New fintech players pop up constantly. The payments business has razor-thin margins and everyone is fighting for the same 2.9%.
Going public is the elephant in the room. Stripe has been expected to IPO for years.
Investors, employees, and the media keep asking when. The Collisons have consistently said they're in no rush, but with $8.7 billion raised and thousands of employees holding stock options, the pressure to provide liquidity is enormous.
As of 2025, they've opted for secondary sales instead of a public offering.
THE PRODUCTS
Cloudflare
Cloudflare CDN — a content delivery network spanning 330+ cities in 120+ countries that caches and serves web content from the nearest location to each user, making websites dramatically faster. Cloudflare DDoS Protection — automatic detection and mitigation of distributed denial-of-service attacks.
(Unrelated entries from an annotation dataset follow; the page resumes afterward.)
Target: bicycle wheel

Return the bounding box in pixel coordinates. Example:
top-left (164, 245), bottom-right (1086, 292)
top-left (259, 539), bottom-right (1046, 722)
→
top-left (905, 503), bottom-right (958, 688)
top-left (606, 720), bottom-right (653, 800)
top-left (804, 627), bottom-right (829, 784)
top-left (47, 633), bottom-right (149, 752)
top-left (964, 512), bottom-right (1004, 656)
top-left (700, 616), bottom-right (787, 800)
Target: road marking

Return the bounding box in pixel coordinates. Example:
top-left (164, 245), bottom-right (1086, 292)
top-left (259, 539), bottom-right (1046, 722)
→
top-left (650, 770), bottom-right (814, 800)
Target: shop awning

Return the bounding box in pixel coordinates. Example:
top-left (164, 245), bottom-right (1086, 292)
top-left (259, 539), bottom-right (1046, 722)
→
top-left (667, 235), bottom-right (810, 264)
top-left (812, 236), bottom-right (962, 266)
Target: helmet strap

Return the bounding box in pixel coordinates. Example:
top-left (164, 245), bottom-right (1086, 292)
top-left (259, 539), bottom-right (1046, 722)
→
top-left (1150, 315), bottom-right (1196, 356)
Has blocked some of the largest DDoS attacks in internet history, including a 71 million requests-per-second attack in 2023. Cloudflare Workers — a serverless computing platform that lets developers deploy code to Cloudflare's edge network, running applications in 330+ locations worldwide with millisecond latency.
Cloudflare Zero Trust — a complete security platform replacing traditional VPNs and firewalls with identity-based access controls for remote workforces. Cloudflare R2 — object storage that competes with Amazon S3 but with zero egress fees, saving companies thousands on data transfer costs.
Stripe
Stripe Payments is the core — accept credit cards, debit cards, Apple Pay, Google Pay, and 135+ payment methods in 195 countries. Stripe Connect lets marketplaces and platforms pay out to sellers (Shopify, Lyft, DoorDash all use it).
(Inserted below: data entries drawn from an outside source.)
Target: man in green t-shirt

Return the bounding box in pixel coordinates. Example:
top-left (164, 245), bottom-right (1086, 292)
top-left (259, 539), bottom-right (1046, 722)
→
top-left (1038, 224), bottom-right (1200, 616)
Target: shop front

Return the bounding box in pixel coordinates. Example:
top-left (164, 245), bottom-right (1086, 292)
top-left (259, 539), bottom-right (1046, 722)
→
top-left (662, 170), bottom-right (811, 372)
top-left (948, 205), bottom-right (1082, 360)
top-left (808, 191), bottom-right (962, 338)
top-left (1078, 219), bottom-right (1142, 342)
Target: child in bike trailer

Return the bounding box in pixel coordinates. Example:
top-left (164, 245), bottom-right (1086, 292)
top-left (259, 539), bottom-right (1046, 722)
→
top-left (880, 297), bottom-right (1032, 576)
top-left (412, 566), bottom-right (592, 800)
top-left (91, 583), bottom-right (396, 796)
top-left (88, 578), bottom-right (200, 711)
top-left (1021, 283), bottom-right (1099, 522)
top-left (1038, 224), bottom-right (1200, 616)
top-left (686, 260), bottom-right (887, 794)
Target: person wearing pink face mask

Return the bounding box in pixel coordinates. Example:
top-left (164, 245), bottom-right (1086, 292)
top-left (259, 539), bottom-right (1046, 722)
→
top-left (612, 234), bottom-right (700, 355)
Stripe Billing handles subscription and recurring billing. Stripe Atlas lets you incorporate a US company from anywhere in the world — fill out a form, get a Delaware C-corp, bank account, and tax ID in days.
Stripe Radar uses machine learning to block fraud in real time. Stripe Treasury lets platforms offer banking services to their customers.
Stripe Tax automatically calculates and collects sales tax in every jurisdiction.
WHO BACKED THEM
Cloudflare
New Enterprise Associates (NEA) led the Series A. Venrock, Pelion Venture Partners, and Union Square Ventures invested early.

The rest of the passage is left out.